Marcialidad y centralización
El problema, como hemos comentado en las líneas anteriores, no deriva tanto del virus en sí mismo como del colapso del sistema sanitario, colapso que puede llegar a aumentar la letalidad del COVID-19. Pues si bien se estima que la letalidad del virus podría ser inferior a menos del 1% –aunque en China finalmente se situó sobre el 3%–, no es menos cierto que casi un 20% de contagiados requieren una atención médica de diferente intensidad que, de no proporcionársele, podría aumentar considerablemente la tasa de letalidad. Letalidad que no es homogénea y que está relacionada con diversos factores, especialmente, la edad de los contagiados: a mayor edad, mayor letalidad, especialmente por encima de setenta u ochenta años.
En este escenario, China se marcó dos objetivos claros: evitar el colapso del sistema sanitario e impedir la expansión del virus. Para evitar la expansión del virus levantó un hospital en solo diez días y movilizó recursos y personal sanitario al epicentro de la epidemia, Wuhan. Todo el país se puso a trabajar en el asunto.
Para evitar la expansión del virus, cerró, literalmente, durante la segunda quincena de enero la ciudad de Wuhan, una de las cincuenta mayores ciudades del mundo con once millones de habitante, y solo unos días más tarde aisló trece ciudades más, elevando así el cerco a cuarenta millones de personas. Más tarde suspendió todos los eventos relacionados al Año Nuevo Chino y cerró, incluso, la Ciudad Prohibida de Pekín.
China no vaciló. Incluso a mediados de febrero, tanto el alcalde de Shanghai como el jefe del partido comunista de Wuhan fueron reemplazados. No importó que la crisis ni siquiera hubiera concluido.
Tecnología
China, la mayor potencia tecnológica mundial, también se apoyó en la tecnología para impedir la expansión del virus. Para empezar, utilizaron una aplicación para controlar en todo momento a los ciudadanos mediante la telefonía móvil, lo que permitió no solo recluir a los ciudadanos, sino también aislar a cualquier persona que pudiera resultar contagiado o hubiera tenido riesgo de contagio.
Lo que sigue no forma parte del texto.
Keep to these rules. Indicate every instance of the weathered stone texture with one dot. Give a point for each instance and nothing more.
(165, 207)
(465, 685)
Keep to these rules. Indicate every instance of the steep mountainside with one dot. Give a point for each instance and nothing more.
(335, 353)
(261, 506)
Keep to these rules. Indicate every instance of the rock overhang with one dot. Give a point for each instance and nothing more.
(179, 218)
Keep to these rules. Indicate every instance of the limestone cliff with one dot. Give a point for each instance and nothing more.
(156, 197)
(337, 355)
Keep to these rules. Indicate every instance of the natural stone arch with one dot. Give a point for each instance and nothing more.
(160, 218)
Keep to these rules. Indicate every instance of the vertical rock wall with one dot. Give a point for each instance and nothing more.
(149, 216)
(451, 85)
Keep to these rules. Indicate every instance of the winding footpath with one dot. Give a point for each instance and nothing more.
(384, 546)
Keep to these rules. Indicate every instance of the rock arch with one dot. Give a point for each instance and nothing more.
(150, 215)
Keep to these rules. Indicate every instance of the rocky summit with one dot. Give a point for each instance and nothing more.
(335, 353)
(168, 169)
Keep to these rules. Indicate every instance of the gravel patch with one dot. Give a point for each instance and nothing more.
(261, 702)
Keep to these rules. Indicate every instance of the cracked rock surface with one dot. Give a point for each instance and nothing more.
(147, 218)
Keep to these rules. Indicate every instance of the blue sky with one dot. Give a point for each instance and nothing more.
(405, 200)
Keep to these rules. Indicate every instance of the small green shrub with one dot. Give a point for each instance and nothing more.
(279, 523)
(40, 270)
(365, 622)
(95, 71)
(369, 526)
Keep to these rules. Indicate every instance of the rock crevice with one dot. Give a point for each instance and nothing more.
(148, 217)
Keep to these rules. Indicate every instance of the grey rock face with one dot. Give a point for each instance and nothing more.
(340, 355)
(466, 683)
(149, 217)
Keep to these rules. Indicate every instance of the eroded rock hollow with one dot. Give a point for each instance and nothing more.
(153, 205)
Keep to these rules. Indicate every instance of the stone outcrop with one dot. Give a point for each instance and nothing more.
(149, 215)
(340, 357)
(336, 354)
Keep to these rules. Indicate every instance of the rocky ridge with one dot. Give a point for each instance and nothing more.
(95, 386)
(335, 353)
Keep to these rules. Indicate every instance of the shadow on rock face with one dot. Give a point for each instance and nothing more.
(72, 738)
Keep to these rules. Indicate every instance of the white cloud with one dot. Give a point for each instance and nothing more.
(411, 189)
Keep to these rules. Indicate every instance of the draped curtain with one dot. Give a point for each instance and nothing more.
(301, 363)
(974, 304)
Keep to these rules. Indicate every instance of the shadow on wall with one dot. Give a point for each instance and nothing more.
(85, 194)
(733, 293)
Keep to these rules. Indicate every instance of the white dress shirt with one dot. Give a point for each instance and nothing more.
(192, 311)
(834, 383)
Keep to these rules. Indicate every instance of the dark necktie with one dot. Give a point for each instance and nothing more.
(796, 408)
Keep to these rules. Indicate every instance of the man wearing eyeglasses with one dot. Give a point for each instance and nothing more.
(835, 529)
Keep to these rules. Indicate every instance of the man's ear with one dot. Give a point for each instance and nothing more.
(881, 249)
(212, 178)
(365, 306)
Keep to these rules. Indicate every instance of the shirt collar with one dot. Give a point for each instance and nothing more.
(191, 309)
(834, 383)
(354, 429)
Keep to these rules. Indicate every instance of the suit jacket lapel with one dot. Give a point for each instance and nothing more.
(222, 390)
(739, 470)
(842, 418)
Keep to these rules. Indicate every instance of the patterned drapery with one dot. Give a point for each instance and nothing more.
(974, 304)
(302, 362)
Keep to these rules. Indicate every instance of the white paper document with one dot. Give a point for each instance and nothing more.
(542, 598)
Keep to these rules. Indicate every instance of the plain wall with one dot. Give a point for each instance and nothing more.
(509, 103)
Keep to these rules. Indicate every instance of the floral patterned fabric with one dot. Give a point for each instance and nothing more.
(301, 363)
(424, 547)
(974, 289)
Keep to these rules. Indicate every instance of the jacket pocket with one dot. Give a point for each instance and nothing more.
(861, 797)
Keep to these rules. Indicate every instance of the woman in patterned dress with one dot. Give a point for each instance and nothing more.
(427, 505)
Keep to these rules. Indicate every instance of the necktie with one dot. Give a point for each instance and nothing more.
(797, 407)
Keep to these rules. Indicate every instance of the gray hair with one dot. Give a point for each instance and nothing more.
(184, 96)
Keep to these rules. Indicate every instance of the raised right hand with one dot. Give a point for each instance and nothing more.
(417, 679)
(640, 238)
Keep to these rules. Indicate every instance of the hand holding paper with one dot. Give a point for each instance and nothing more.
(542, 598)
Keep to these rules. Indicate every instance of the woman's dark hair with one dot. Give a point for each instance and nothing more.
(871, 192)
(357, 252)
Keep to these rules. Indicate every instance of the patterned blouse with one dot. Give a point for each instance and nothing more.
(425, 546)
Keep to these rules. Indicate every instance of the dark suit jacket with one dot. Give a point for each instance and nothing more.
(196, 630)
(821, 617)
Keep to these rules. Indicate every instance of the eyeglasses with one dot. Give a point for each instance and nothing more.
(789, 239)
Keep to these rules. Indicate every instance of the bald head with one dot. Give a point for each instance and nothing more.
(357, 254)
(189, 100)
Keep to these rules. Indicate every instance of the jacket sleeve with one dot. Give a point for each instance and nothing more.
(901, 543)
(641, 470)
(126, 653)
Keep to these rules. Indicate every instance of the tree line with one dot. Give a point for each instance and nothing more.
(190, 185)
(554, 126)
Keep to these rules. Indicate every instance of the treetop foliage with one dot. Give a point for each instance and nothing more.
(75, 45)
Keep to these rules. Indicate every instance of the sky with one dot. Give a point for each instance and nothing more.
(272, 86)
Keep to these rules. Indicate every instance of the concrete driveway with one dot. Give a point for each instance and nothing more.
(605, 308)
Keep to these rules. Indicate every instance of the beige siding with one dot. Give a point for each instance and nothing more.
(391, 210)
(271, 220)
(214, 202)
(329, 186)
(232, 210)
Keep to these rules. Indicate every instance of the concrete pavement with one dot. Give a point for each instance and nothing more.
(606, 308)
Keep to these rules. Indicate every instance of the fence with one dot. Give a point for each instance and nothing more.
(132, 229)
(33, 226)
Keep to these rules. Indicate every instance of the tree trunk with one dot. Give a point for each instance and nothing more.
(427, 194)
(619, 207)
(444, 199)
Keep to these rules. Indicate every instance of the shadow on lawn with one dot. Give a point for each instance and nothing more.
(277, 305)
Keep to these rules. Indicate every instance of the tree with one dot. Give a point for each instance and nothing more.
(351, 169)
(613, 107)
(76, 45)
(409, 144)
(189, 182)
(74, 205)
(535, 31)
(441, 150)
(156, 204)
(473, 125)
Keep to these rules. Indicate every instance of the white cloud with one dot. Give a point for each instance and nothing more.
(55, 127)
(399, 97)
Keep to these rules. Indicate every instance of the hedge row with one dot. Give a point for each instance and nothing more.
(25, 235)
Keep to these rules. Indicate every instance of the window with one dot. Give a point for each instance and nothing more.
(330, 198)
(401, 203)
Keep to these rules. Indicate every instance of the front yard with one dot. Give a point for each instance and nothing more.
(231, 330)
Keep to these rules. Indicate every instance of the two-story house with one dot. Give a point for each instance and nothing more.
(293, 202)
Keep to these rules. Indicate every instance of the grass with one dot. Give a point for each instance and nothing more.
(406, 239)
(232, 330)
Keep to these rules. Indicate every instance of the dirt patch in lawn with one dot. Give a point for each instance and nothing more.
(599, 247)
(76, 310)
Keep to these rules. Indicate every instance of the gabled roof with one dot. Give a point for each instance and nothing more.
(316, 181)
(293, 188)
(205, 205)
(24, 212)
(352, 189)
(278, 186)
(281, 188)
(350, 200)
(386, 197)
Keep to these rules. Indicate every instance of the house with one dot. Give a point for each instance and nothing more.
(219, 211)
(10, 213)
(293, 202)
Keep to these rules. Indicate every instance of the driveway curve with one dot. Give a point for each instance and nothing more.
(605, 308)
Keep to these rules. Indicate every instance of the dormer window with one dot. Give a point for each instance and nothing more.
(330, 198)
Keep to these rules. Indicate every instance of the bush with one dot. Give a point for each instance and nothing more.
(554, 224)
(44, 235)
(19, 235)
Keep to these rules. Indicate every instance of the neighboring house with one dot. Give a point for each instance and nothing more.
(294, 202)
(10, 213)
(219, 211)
Una idea que después copiaron los surcoreanos.
El control de los movimientos de los ciudadanos no requiere de gran explicación, pues se basa en la geolocalización, pero la aplicación para avisar a cada ciudadano del riesgo de contagiarse y que pudiera aislarse o fuera aislado por las autoridades fue determinante en la solución de la crisis. La app otorgaba a cada ciudadano un color en función de su riesgo –verde, amarillo o rojo– y si un ciudadano resultaba positivo en un control, automáticamente, todos los que hubieran estado en contacto con el paciente contagiado eran avisados y obligados a recluirse.
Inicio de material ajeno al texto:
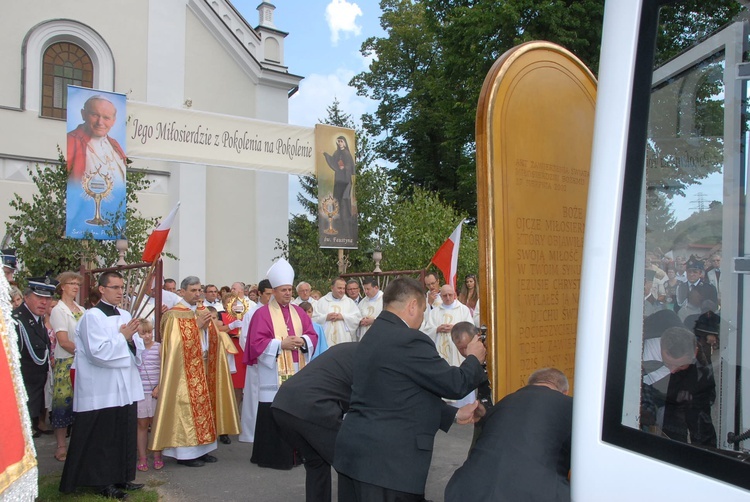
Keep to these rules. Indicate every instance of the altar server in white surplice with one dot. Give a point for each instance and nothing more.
(370, 306)
(441, 321)
(338, 314)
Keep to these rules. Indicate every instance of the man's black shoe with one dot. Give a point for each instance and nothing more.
(111, 492)
(195, 462)
(130, 486)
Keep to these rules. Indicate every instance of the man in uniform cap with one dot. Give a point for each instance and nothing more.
(281, 339)
(9, 263)
(695, 282)
(33, 341)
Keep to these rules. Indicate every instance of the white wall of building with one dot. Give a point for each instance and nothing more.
(172, 53)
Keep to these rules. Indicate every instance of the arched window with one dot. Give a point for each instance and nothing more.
(71, 46)
(64, 64)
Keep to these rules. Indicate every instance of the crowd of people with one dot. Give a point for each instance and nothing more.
(354, 378)
(681, 310)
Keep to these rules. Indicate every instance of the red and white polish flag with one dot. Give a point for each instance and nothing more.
(158, 238)
(446, 258)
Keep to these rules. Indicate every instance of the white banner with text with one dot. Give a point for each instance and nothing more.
(155, 132)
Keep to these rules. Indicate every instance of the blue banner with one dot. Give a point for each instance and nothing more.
(97, 166)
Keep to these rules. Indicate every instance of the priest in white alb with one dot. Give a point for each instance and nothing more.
(439, 325)
(338, 314)
(370, 306)
(441, 321)
(281, 340)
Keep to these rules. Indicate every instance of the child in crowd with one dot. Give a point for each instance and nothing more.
(150, 371)
(322, 344)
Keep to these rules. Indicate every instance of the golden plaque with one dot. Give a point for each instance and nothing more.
(535, 124)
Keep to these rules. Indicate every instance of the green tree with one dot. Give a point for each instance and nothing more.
(37, 229)
(432, 63)
(421, 223)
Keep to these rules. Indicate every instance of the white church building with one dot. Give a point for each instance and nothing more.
(180, 54)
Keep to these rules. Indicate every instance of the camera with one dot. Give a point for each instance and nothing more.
(483, 333)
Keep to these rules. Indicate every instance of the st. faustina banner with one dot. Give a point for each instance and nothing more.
(337, 203)
(96, 164)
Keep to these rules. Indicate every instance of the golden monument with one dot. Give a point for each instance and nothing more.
(535, 122)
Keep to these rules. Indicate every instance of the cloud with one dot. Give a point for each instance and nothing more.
(341, 17)
(317, 92)
(308, 107)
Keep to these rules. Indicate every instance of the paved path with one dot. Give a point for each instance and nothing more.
(233, 477)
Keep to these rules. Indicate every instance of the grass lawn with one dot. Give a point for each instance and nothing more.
(49, 490)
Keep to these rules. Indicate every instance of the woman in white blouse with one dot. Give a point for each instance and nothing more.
(63, 319)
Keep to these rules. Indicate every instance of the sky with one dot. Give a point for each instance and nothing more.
(323, 46)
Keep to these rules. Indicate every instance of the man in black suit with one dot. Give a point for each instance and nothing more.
(384, 448)
(524, 450)
(34, 343)
(309, 408)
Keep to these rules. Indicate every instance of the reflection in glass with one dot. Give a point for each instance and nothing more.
(684, 211)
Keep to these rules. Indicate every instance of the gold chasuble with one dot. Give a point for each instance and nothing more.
(285, 362)
(196, 398)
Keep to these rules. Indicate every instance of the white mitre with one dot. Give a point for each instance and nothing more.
(281, 273)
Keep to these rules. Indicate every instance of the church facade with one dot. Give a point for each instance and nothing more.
(196, 54)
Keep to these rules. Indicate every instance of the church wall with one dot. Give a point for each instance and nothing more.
(213, 80)
(163, 54)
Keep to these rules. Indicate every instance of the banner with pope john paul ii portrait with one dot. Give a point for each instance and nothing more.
(335, 165)
(97, 164)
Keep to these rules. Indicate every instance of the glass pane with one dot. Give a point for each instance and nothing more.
(683, 373)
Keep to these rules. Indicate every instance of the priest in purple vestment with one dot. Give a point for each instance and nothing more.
(281, 340)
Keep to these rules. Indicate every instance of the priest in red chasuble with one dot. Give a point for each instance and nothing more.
(281, 340)
(196, 399)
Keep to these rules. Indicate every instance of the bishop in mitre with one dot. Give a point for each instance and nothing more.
(281, 340)
(196, 399)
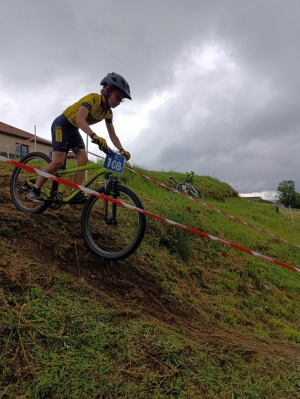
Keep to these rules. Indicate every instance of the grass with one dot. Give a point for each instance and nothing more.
(183, 317)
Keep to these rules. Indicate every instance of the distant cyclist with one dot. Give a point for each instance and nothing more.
(89, 110)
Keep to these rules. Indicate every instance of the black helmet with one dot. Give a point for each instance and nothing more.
(116, 81)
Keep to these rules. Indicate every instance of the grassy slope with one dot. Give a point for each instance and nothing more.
(184, 317)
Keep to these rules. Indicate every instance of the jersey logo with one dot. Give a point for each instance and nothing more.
(58, 134)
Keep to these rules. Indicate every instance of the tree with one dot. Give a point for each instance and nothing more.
(287, 193)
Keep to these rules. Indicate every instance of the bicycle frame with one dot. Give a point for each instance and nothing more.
(93, 166)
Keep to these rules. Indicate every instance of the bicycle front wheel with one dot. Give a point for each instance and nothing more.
(22, 181)
(113, 236)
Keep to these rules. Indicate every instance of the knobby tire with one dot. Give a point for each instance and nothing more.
(19, 186)
(109, 241)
Con el fin de detectar lo antes posible los contagios, se hicieron controles masivos de temperatura. Para ello se situaron sistemas automatizados de temperatura en estaciones de transporte público, servicios sociales o aeropuertos, algunos de los cuales podían examinar a 300 personas en un solo minuto. Una vez que un ciudadano era identificado con la temperatura alta, aunque fuera unas pocas décimas, era sometido a una prueba para averiguar si estaba contagiado. Si resultaba positivo, automáticamente era sometido a cuarentena junto a todas aquellas personas que hubieran estado en contacto con él, algo que se sabía gracias a la app que había controlado sus movimientos y los del resto de ciudadanos.
Para evitar el contagio del personal sanitario, uno de los graves problemas del virus, por afectar a la posibilidad de colapso del sistema sanitario –por ejemplo, en España los sanitarios suponían a fecha 22 de marzo el 12% de los contagiados–, China usó robots para la entrega de alimentos, medicinas o material sanitario y la realización de pruebas de detección.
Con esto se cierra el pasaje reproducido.